Remarks by Special Advisor to the President and the Secretary of State for Caspian Basin Energy Diplomacy J. Wolf on Caspian Energy Diplomacy, Almati, 4 October 2000


The transportation corridor I describe isn't just a means for moving oil. The security and stability it portends are prerequisites for securing and sustaining the massive investment needed for Caspian energy projects to proceed. An east-west transportation corridor will bolster the independence and prosperity of the new states of the Caspian, strengthen regional cooperation, and enhance investment opportunities for U.S. and other companies. It also will increase global energy security and benefit international energy markets by providing a safe, new oil export route that reaches world markets directly. The U.S. approach is simple, straightforward, and basically unselfish when compared with the historic efforts of others in the region.

Let me re-emphasize one point. The United States derives no direct economic benefit from any particular pipeline routes. We have no territorial ambitions.
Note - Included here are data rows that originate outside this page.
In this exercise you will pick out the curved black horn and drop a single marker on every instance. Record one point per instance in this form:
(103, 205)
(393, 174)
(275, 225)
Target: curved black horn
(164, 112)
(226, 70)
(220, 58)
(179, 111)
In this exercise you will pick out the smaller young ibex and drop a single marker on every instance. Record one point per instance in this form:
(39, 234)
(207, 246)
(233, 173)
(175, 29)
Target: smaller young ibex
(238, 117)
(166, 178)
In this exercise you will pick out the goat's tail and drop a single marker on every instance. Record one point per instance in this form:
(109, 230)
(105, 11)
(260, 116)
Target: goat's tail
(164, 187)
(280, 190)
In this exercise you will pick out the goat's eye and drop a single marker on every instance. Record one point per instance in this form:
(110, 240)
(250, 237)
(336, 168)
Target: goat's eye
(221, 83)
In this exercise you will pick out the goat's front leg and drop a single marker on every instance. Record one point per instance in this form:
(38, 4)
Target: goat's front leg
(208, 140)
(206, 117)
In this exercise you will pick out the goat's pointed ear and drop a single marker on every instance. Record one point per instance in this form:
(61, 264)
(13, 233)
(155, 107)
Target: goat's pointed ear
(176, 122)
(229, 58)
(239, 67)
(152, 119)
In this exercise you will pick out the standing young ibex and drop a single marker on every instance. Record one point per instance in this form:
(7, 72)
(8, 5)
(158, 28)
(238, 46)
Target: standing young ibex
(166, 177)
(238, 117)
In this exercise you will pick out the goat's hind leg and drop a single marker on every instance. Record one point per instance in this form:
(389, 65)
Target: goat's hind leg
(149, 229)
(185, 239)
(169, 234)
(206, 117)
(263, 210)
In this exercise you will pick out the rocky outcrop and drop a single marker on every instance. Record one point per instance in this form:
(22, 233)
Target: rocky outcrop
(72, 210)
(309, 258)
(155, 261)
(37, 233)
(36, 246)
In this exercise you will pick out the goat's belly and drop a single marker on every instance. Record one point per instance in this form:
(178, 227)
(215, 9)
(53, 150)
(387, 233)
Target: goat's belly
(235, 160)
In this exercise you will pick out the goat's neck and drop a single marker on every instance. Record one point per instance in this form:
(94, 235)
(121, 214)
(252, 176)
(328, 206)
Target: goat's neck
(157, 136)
Some consider the United States a relative newcomer to the Caspian region. True, but we think that we have brought a needed, new perspective. We and our western partners also have brought new investment, modern business techniques, and environmentally safe technologies that are accelerating the area's development. Our underlying objective is to empower the people and governments of the Caspian region to build sustainable and balanced economic growth; to construct efficient and just government structures; and to acquire the world-class technologies and techniques that will safeguard the Caspian Sea's fragile and long suffering environment.

In short, this empowerment aims to help the region's governments and peoples to make their own decisions about their lives, their political welfare, and their future economic prosperity. Big changes have happened over the past decade; much more still is needed. One parenthetic point -- the work of institution building, and help to people of this region to build modern institutions is not a responsibility of governments alone. You in the private sector need to play a very active role building public/private partnerships. Why, because as you have learned all around the world, it makes enormous business good sense.